Sex worker spokesperson Elle Coles told QNews the review will hopefully result in sex workers enjoying the same workplace health and safety provisions other Queensland workers take for granted.
In a joint statement, Respect Inc, DecrimQLD and Scarlet Alliance committed to ensuring the Commission hears the voices of everyone who undertakes sex work in Queensland.
Queensland decriminalisation review
Attorney-General Shannon Fentiman earlier today described the safety of sex workers as a key focus of the review.
“We need to ensure appropriate and modern laws are in place for the industry and its associated safe working arrangements, and that these are also in the best interests of the community.
“The review will consider how best to provide appropriate safeguards to protect sex workers.
“Feedback from the sector has been that current laws criminalise safety strategies used by sex workers.
“A key focus of this review is the safety of workers and putting in place proper regulation so the industry doesn’t operate in the shadows.
“Sex workers shouldn’t have to choose between working legally and being safe at work.”
Dr Elena Jeffreys, the State Coordinator of Respect Inc, described the current laws as harmful to sex workers.
“This is an opportunity for Queensland to provide sex workers the same rights and protections as other workers.”
Criminalising safety and entrapment
Queensland’s current law allows two forms of sex work. Sex workers can seek employment at one of the state’s 21 licensed brothels. Alternatively, they can work as a sole operator under conditions that criminalise most common-sense safety strategies. Unlike any other Queensland worker, sex workers can not alert another sex worker to their location. Nor can they check in with a friend at the end of a booking. They cannot work in pairs, allow a friend to drive them to a booking or hire a receptionist to screen bookings.

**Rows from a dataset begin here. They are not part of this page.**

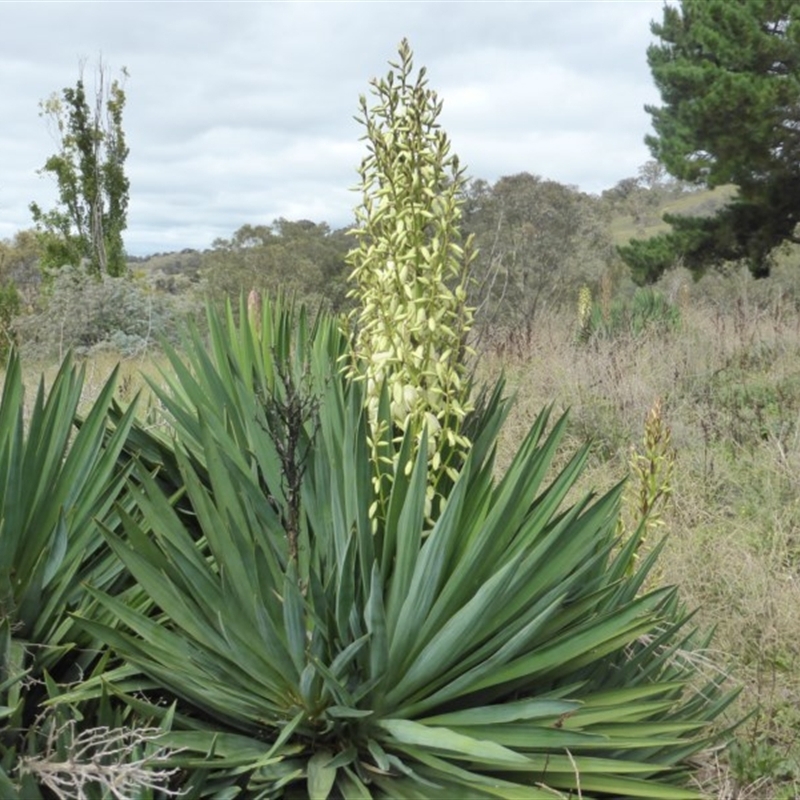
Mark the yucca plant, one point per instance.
(59, 474)
(504, 652)
(309, 624)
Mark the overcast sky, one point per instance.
(242, 112)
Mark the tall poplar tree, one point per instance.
(729, 76)
(91, 214)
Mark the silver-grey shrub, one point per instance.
(86, 313)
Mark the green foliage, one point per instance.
(729, 77)
(538, 241)
(86, 314)
(300, 257)
(88, 222)
(9, 308)
(504, 652)
(56, 483)
(648, 311)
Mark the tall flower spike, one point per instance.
(410, 266)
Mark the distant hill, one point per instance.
(624, 226)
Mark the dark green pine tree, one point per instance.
(729, 76)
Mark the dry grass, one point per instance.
(730, 383)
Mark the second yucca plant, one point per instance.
(318, 628)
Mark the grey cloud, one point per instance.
(242, 112)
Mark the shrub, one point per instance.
(83, 313)
(647, 311)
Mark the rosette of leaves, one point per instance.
(410, 267)
(508, 651)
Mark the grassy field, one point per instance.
(729, 382)
(728, 378)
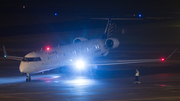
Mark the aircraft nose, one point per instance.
(26, 68)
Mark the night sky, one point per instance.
(90, 6)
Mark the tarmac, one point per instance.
(159, 80)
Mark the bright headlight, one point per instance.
(80, 64)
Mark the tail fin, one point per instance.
(109, 29)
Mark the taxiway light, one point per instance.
(162, 59)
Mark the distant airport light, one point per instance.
(162, 59)
(47, 48)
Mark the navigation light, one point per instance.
(47, 48)
(162, 59)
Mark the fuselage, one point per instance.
(66, 55)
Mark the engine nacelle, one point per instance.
(79, 39)
(112, 43)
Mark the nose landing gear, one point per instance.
(28, 79)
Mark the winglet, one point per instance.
(171, 54)
(5, 54)
(108, 30)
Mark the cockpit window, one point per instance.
(31, 59)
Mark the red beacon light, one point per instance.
(47, 48)
(162, 59)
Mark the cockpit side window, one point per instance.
(31, 59)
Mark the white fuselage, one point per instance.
(66, 55)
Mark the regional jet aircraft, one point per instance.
(77, 54)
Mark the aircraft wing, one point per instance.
(118, 62)
(11, 57)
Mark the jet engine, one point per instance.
(112, 43)
(79, 39)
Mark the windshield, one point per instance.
(31, 59)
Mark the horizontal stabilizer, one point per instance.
(11, 57)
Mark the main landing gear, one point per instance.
(28, 79)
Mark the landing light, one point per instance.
(47, 48)
(162, 59)
(80, 64)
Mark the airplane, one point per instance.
(77, 54)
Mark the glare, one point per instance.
(162, 59)
(47, 48)
(56, 76)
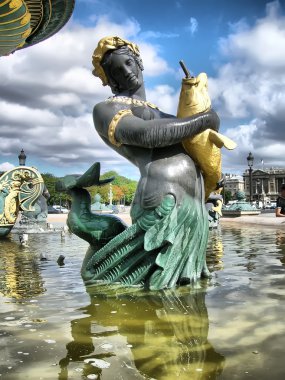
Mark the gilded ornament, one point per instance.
(27, 33)
(205, 147)
(26, 19)
(131, 101)
(15, 4)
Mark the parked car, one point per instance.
(115, 209)
(61, 209)
(52, 210)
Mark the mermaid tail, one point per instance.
(164, 247)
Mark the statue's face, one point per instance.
(126, 72)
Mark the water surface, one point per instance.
(229, 327)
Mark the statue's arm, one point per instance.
(132, 130)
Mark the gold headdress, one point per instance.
(105, 44)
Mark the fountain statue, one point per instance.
(19, 190)
(166, 244)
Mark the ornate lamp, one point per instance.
(22, 158)
(250, 160)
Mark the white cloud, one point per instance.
(48, 93)
(250, 86)
(193, 25)
(6, 166)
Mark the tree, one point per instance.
(55, 197)
(228, 196)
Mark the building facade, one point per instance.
(266, 184)
(233, 183)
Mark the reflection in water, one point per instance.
(166, 332)
(280, 243)
(215, 250)
(20, 277)
(50, 328)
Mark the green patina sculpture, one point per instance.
(166, 244)
(20, 188)
(24, 23)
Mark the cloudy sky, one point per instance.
(47, 91)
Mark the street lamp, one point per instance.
(250, 160)
(22, 158)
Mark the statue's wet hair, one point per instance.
(106, 64)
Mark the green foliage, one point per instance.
(55, 197)
(227, 196)
(123, 189)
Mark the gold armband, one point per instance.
(113, 124)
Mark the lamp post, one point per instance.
(250, 160)
(22, 158)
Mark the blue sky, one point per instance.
(47, 91)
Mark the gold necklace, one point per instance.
(131, 101)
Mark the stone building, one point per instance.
(233, 183)
(266, 184)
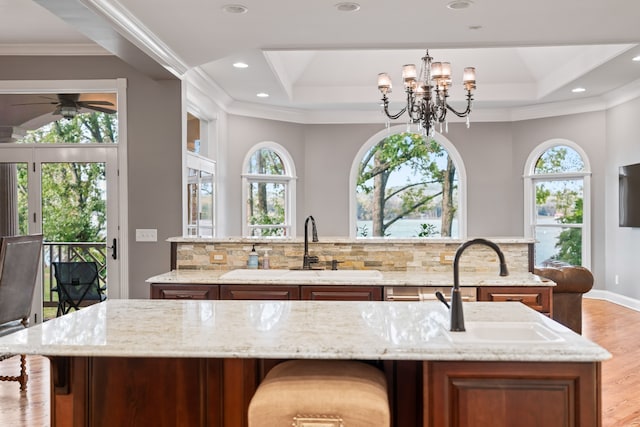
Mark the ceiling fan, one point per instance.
(69, 104)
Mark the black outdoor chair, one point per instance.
(77, 285)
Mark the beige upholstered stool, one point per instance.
(321, 393)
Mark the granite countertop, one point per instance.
(386, 279)
(293, 329)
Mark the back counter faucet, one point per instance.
(457, 316)
(307, 259)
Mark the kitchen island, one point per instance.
(198, 363)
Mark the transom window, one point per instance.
(408, 185)
(557, 183)
(268, 186)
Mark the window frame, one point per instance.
(200, 164)
(288, 179)
(453, 154)
(530, 179)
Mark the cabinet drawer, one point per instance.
(190, 292)
(538, 298)
(342, 293)
(252, 292)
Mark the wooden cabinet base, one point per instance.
(196, 392)
(502, 394)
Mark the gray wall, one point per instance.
(622, 247)
(154, 151)
(494, 155)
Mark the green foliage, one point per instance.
(559, 159)
(73, 194)
(407, 154)
(427, 230)
(565, 199)
(569, 242)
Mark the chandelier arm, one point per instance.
(385, 108)
(464, 113)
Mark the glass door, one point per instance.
(69, 194)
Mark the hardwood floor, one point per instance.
(616, 328)
(612, 326)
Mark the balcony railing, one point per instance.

The law also allows police to pose as clients and ask sex workers to undertake illegal activities. Those entrapment operations result in criminal convictions for sex workers who employ safety strategies encouraged in any other business.
Janelle Fawkes from DecrimQLD said more than 30 Queensland and national organisations supported recent calls for decriminalisation.
“Sex workers in Queensland have waited a long time for the decriminalisation of sex work. We will work to ensure the review hears the voices of sex workers, the key stakeholders in this discussion.”